Let’s answer in detail today.
We know that there are two types of options — call and put — and both are opposite to each other. So, by mixing them we can generate setups that will make money irrespective of the direction of the market.
Let’s look at classic setups:
Long Straddle and Long Strangle:
This is a strategy used by traders in case of an event where the date of an event is known but the outcome is unknown.
Examples of such events can be election results, AGM of a company, Budget announcements etc.
In such events, we are not sure of the outcome of the event, but one thing is sure the market will go up/down heavily.
In such cases, to capture rallies on both sides we buy ATM CE and ATM PE together.

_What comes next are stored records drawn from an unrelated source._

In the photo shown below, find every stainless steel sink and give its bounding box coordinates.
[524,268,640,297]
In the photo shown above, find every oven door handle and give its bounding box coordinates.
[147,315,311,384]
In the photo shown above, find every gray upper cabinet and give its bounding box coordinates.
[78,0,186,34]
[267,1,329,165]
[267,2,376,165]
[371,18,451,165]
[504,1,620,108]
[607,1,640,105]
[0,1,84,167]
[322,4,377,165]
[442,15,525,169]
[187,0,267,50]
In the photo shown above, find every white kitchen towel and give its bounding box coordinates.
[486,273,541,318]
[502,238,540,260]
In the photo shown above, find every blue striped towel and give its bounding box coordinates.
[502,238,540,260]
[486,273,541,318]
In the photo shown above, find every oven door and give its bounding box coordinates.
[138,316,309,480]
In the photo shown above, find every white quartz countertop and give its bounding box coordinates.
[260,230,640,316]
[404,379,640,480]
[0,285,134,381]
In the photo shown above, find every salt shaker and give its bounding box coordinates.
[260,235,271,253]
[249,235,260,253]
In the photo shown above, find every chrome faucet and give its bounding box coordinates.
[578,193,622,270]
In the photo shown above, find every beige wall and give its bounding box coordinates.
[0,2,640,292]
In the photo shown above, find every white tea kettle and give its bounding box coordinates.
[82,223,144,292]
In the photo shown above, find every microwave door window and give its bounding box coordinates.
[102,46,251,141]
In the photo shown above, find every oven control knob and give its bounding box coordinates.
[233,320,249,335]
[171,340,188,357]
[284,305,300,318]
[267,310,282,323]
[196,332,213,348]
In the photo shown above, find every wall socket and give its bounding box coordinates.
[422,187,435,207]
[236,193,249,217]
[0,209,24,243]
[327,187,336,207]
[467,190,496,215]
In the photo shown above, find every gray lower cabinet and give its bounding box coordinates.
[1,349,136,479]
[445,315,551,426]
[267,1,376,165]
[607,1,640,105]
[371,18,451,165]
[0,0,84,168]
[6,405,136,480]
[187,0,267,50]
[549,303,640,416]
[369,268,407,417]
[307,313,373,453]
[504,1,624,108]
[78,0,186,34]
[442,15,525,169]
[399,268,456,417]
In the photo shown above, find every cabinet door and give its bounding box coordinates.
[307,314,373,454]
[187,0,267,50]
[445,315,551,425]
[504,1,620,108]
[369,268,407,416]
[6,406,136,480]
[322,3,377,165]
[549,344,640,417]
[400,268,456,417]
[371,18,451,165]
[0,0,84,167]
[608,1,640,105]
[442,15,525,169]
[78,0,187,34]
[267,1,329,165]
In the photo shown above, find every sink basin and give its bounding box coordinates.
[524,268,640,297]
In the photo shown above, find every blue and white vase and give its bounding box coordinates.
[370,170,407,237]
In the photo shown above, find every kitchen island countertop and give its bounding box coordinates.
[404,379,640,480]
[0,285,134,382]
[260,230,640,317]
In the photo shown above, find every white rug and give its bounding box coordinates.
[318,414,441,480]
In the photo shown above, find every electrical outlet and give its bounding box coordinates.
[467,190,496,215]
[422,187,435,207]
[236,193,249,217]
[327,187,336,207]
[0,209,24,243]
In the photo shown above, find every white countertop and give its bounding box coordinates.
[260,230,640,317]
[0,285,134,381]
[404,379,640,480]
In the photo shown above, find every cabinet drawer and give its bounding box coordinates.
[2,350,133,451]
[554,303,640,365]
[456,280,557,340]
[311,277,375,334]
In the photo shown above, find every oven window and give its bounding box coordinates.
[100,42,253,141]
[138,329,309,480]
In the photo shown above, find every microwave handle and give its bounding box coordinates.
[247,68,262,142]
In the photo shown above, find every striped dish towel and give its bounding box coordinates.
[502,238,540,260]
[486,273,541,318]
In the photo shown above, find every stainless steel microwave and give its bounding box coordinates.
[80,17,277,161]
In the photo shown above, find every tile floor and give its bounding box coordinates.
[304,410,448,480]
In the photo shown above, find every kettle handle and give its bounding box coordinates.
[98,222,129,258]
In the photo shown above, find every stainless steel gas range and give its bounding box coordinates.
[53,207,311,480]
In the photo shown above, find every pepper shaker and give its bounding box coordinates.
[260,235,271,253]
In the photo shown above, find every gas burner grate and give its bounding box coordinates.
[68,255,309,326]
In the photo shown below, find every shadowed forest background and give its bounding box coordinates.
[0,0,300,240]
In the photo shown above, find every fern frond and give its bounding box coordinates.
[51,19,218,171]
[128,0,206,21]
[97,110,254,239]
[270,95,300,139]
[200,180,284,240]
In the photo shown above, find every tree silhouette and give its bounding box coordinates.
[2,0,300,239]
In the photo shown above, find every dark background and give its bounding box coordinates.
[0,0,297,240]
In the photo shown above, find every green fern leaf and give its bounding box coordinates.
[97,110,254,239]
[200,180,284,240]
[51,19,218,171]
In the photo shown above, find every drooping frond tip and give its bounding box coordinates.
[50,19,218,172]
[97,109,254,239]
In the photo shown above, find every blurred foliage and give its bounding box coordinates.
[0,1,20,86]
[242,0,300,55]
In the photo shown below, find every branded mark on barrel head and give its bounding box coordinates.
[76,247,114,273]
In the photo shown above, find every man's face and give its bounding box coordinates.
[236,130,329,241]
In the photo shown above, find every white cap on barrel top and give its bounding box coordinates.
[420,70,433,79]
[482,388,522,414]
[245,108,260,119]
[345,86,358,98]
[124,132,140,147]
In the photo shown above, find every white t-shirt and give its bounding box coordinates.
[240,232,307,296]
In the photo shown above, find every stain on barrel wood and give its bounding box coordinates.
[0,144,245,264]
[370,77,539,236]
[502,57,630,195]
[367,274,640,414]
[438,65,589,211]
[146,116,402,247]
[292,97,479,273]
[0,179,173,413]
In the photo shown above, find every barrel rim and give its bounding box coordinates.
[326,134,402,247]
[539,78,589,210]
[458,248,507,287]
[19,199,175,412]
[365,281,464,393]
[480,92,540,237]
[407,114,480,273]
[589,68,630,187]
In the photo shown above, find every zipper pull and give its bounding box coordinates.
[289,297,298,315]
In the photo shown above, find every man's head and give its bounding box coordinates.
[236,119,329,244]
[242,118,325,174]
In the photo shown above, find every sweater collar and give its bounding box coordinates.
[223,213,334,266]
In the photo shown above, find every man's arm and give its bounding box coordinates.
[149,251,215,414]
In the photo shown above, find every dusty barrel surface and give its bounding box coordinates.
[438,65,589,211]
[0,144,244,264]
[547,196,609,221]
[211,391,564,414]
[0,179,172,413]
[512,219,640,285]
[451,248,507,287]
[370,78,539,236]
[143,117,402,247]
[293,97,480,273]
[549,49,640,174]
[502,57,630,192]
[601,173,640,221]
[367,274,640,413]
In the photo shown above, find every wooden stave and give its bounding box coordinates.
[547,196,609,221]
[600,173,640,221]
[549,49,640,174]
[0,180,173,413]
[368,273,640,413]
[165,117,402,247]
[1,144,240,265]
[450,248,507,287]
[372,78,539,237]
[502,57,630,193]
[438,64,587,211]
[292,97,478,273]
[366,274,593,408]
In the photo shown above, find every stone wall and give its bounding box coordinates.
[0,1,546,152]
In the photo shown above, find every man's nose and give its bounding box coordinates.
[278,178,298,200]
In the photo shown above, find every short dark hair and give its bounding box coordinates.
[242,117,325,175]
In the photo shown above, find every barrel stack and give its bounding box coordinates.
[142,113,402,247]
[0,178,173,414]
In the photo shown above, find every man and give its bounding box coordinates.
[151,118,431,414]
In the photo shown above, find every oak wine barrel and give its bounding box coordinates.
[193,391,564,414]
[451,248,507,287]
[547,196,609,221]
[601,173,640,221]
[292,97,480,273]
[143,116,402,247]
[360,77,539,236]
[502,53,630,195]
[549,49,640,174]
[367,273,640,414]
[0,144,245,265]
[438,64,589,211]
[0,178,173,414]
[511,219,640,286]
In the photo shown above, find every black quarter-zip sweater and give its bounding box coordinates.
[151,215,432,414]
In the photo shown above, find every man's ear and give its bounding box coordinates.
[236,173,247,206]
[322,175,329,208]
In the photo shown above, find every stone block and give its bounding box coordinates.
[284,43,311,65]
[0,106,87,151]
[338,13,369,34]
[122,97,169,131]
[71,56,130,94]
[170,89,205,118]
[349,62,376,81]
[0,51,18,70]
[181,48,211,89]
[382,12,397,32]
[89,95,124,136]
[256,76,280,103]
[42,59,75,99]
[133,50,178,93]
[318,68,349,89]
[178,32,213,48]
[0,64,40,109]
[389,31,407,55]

So, if the market goes up call will give us a big profit, and put will give us a small loss (Option buying gives unlimited profit and limited loss)

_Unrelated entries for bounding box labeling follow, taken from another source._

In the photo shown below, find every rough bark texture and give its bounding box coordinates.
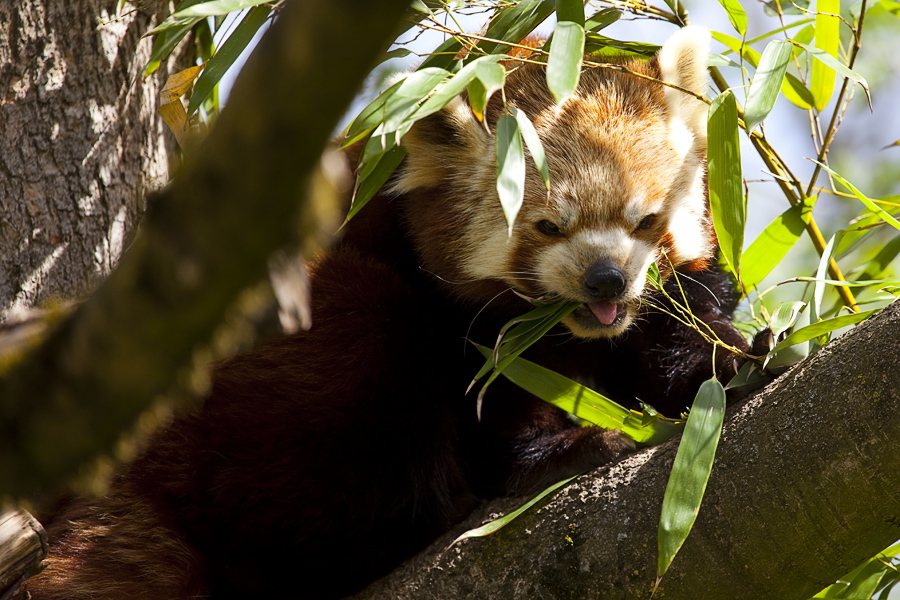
[0,507,48,600]
[355,302,900,600]
[0,0,408,495]
[0,0,188,320]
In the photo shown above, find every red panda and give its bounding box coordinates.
[29,28,746,600]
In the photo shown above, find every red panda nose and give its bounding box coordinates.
[584,260,625,300]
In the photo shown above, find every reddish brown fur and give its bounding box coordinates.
[29,30,745,600]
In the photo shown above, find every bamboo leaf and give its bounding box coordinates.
[450,475,578,546]
[712,31,812,110]
[711,31,760,68]
[495,114,525,236]
[770,309,878,354]
[509,106,550,190]
[817,163,900,230]
[707,92,747,278]
[790,40,872,110]
[556,0,584,29]
[476,344,684,445]
[384,68,450,132]
[341,81,403,148]
[419,37,462,70]
[744,40,792,132]
[347,146,406,221]
[170,0,275,19]
[769,301,806,340]
[469,62,506,121]
[741,195,817,290]
[187,6,272,115]
[854,235,900,282]
[809,0,841,112]
[143,0,203,77]
[781,73,813,110]
[584,8,622,32]
[547,21,584,104]
[719,0,747,38]
[809,231,844,323]
[410,54,505,120]
[657,377,725,582]
[478,0,556,54]
[466,300,580,408]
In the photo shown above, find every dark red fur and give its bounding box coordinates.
[29,54,746,600]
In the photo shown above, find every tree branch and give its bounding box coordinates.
[0,0,408,495]
[355,302,900,600]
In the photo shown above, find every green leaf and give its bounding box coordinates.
[469,62,506,121]
[466,302,581,410]
[741,195,817,291]
[707,92,747,278]
[478,0,556,54]
[817,163,900,230]
[772,310,878,352]
[813,544,900,600]
[450,475,578,546]
[187,6,272,115]
[657,377,725,579]
[419,37,462,69]
[647,262,662,290]
[854,236,900,281]
[711,31,760,68]
[769,301,806,340]
[790,40,872,109]
[384,68,450,132]
[719,0,747,38]
[410,54,505,121]
[584,8,622,31]
[341,81,403,148]
[744,40,792,132]
[547,21,584,104]
[169,0,275,19]
[809,0,841,112]
[584,33,660,57]
[144,0,203,77]
[763,310,812,372]
[765,0,810,17]
[556,0,584,28]
[347,146,406,221]
[476,344,684,445]
[509,106,550,190]
[781,73,813,110]
[809,230,844,323]
[495,114,525,236]
[712,28,812,110]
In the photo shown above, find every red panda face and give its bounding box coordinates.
[394,27,715,338]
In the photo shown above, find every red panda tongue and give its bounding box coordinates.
[588,301,619,325]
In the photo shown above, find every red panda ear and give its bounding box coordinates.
[390,96,496,193]
[659,25,710,139]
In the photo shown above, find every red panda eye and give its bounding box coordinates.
[537,219,562,235]
[634,215,656,233]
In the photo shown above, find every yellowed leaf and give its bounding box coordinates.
[159,65,203,147]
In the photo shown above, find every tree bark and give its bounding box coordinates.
[354,302,900,600]
[0,0,408,496]
[0,0,192,320]
[0,507,49,600]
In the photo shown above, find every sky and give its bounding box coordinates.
[209,0,900,600]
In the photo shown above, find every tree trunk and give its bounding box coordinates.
[0,0,188,320]
[354,302,900,600]
[0,0,408,497]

Similarly, if the market goes down, the Put option will give a big profit and the call will give a small loss.
Thus, irrespective of the direction, if the move is big, the trader walks out with good gains.
Note: The move has to be really big (2-3% in Index and 7-10% in stocks) else, due to premium decay on both call and put, the strategy will give a loss and hence it is performed only during events where the probability of moving big on any side is high.

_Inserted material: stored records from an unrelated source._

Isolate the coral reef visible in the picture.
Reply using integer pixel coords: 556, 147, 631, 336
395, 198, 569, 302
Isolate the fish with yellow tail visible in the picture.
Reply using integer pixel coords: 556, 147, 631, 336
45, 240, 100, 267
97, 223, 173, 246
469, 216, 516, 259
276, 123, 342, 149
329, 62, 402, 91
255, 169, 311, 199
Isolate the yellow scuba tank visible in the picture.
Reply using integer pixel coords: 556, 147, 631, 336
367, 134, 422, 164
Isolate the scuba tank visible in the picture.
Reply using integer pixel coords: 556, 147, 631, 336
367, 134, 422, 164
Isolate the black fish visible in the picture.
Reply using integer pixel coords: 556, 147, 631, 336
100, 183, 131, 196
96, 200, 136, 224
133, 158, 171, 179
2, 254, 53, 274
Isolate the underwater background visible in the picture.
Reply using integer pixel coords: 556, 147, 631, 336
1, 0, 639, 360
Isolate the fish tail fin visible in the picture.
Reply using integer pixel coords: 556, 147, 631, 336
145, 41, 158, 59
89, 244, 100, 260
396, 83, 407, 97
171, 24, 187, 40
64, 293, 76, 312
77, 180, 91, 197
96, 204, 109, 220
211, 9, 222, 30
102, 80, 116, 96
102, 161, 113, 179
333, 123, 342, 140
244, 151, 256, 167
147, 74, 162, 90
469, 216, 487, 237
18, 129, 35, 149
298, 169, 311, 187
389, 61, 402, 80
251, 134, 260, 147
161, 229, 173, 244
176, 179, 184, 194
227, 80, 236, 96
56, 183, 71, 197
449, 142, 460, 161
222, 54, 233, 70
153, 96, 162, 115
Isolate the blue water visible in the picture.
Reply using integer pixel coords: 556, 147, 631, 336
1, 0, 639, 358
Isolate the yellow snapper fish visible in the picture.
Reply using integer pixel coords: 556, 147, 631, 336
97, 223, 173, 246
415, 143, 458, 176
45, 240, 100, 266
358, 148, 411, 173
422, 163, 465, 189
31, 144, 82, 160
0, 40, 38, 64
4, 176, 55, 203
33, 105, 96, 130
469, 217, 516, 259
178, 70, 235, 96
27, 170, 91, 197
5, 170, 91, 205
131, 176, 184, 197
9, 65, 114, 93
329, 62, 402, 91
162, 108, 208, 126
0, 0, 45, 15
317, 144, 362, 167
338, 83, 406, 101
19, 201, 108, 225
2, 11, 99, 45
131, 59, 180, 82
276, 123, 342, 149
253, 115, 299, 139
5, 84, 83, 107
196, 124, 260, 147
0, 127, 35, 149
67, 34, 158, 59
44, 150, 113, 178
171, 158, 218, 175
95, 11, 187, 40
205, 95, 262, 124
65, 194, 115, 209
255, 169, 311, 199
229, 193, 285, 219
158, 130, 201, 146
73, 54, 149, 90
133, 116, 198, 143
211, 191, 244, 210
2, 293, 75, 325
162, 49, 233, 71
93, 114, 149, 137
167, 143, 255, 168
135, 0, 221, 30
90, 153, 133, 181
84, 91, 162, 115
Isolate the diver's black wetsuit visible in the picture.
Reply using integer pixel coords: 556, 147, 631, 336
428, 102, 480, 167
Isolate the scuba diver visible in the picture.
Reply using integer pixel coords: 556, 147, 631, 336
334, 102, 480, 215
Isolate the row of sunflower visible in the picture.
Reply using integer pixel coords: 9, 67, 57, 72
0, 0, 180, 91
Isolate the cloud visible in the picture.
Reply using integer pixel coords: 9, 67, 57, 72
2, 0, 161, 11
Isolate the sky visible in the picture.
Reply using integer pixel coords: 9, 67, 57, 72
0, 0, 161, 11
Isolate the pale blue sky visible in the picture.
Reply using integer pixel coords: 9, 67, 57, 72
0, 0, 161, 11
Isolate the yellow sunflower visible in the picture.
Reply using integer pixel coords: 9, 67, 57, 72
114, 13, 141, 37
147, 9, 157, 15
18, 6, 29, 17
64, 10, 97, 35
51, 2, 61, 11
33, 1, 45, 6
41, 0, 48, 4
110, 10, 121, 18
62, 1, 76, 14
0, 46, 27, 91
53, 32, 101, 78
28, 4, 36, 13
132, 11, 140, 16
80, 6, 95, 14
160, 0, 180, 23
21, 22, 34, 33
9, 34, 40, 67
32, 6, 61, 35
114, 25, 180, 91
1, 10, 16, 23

Similarly, if we buy OTM CE + OTM PE, the same strategy will be called Long Strangle.
This is also event-based and it will also give profits if the market goes either up or down by a big number.
After discussing long straddle and long strangle, let’s discuss short straddle and short strangle.
Short Straddle and Short Strangle
The short straddle will be opposite to the long straddle. We short ATM CE + ATM PE, and will work opposite to long straddle, so this is performed when we are expecting the market to be flat. There will be premium decay in both call and put.
Similarly, if we short OTM CE+ OTM PE, this setup will now be called Short Strangle and this will also give gains only when the market is flat or range bound.
Note: Long straddle and Long Strangle are option buying setups and need less capital to deploy, whereas Short straddle and Short strangle are option writing setups and need more money and can be very risky if the market goes in either direction.
Similarly, a trader can create his/her own option strategies using multiple strikes of call and put.